This post was also written by Marjorie Holmes.

We have seen our first court ruling on competition law issues in a lease renewal case and this is news given the uncertainties the real estate world is facing from 6 April 2011 when competition law starts to apply in full to all real estate transactions.

The case is a preliminary skirmish in a dispute about a lease renewal for the oil terminal at the Port of Immingham. Humber Oil and its landlord Associated British Ports (ABP) (both large scale commercial enterprises) are in competition with each other to provide the same service.   The case raises interesting issues for anyone in a dominant position in their market with the obvious examples being the owners of other ports, motorway service stations, airports and some shopping centre owners.

During the Humber Oil Terminals Trustee Limited v Associated British Ports case, ABP accepted that they were in a dominant position in their market. Under the Landlord and Tenant Act 1954, the tenant had a right to request a new lease at an open market rent, but ABP used one of the limited statutory grounds to oppose this specifying that they required the terminal for their own use.   This was following years of inconclusive negotiations during which ABP requested a high rent for the new lease.

The question was, did the landlord abuse its dominant position by relying on its statutory right to oppose the grant of a new lease or by requesting a high rent in the lease negotiations? The High Court (in a preliminary judgement about pleadings) said this could not be argued by the tenant in its application for the new lease but we have not necessarily heard the last of this case or the issues involved.

The tenant had 1954 Act rights to a new lease so the landlord’s proposal of high rent figures were just part of a negotiation and could not be an abuse of a dominant position. The Court had jurisdiction to decide the rent if the parties did not agree.

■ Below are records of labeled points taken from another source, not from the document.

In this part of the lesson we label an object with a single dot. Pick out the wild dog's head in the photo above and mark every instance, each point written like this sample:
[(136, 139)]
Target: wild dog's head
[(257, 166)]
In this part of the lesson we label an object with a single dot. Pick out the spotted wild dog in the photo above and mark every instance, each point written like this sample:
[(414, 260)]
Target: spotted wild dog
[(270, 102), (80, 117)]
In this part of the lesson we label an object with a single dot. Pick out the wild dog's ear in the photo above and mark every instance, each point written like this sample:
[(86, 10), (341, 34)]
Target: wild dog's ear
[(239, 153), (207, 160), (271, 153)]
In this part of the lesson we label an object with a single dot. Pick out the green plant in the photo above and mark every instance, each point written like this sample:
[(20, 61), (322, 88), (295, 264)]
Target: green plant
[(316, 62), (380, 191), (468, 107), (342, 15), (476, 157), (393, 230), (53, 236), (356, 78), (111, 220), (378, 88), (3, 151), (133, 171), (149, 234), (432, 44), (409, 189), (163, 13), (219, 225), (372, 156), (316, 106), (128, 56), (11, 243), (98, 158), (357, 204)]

The tenant only started to argue competition law issues at a late stage in the case and may have been using this as a tactic to try to negotiate a rent at less than market rate which is what would be awarded on a 1954 Act lease renewal.

What landlords in a dominant position face when dealing with tenants or occupiers who do not have 1954 Act rights is, however another thing. Careful pleading of anti-competitive behaviour at the right stage of a transaction could cause a dominant landlord to have more competition law worries than ABP faced here.

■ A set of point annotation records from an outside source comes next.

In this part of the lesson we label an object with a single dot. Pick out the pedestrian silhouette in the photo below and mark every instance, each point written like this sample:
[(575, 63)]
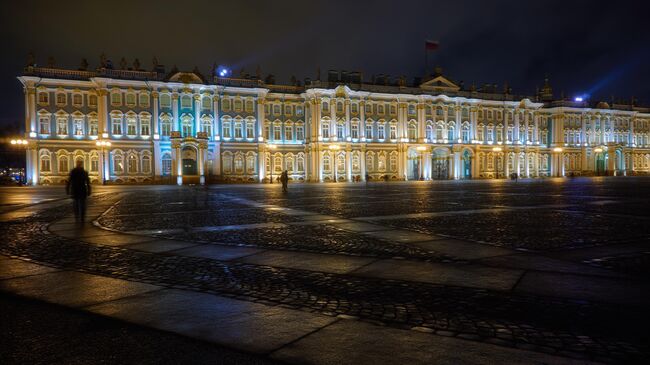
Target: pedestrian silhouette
[(284, 179), (78, 187)]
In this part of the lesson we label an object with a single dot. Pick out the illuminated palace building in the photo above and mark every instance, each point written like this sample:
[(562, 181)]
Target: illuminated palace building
[(128, 125)]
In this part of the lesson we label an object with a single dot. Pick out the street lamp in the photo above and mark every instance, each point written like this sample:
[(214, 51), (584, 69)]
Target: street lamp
[(102, 147), (272, 147), (497, 150), (21, 143), (335, 147), (421, 149)]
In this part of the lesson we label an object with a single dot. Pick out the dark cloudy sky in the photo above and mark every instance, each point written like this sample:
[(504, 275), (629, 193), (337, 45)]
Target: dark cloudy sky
[(584, 46)]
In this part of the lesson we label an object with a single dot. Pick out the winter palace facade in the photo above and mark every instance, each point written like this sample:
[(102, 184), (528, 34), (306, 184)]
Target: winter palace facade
[(133, 126)]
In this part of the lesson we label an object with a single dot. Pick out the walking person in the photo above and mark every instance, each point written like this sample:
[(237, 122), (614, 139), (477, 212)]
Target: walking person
[(284, 179), (79, 187)]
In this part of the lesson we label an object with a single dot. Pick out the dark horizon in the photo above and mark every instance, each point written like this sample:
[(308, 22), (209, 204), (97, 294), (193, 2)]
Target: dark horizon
[(583, 47)]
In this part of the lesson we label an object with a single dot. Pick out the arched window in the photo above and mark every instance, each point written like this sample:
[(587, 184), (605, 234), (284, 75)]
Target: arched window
[(412, 131), (165, 126), (165, 101), (118, 164), (186, 125), (166, 164), (250, 163), (146, 164), (46, 163), (132, 166), (64, 168)]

The High Court emphasised the serious nature of allegations of anti-competitive behaviour and criticised the tenant’s pleadings in the case because they had not dealt with the facts adequately. The landlord was left not knowing what anti-competitive behaviour it needed to defend. The Court also confirmed the fact that competition law cannot be used to prevent profit and there is a growing recognition in competition law cases of the need for those who provide vital infrastructure in the UK to make the profits necessary to justify future investment.

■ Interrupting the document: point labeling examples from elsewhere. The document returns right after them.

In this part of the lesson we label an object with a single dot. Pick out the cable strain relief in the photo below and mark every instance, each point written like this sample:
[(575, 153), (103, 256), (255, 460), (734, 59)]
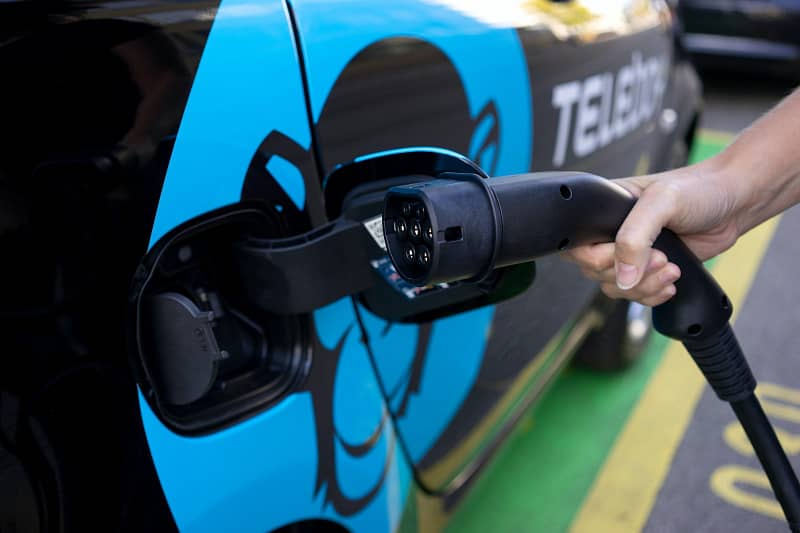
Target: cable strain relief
[(722, 362)]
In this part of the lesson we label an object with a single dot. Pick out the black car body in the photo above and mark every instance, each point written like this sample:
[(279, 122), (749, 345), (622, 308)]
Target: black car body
[(755, 35), (143, 140)]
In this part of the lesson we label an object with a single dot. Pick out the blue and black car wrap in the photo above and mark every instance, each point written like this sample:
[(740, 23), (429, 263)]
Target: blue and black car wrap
[(152, 379)]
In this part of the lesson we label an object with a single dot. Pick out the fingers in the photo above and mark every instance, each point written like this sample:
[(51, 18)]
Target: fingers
[(655, 287), (634, 241), (612, 291)]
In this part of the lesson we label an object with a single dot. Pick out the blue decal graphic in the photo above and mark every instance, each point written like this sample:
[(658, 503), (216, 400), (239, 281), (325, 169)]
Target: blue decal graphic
[(427, 373), (328, 451), (245, 111), (290, 179)]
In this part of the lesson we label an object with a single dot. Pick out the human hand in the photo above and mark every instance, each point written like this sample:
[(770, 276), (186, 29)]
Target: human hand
[(695, 202)]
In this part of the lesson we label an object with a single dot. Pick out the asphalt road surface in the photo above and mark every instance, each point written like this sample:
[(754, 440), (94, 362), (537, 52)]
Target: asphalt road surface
[(711, 485), (608, 453)]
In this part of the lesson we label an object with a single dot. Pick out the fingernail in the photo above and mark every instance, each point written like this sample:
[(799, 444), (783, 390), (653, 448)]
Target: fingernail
[(670, 276), (626, 276)]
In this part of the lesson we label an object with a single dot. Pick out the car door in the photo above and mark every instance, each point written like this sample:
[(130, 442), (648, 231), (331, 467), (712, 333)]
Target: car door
[(254, 420), (515, 87)]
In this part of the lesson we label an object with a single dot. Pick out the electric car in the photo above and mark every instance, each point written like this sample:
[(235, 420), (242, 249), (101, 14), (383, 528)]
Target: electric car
[(756, 36), (195, 338)]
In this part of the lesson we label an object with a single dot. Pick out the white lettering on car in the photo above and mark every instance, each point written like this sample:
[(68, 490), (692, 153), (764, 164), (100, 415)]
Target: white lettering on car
[(607, 106)]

However, the competition law issues relating to the landlord requiring the property for its own use may come up in the next stage of this case (if it continues) when the landlord defends the tenant’s claim for a new lease to be granted to it.

Land owners will need to understand if they are in a dominant position in their market and any businesses relying on potentially anti-competitive restrictions should consider their approach to property transactions in this light.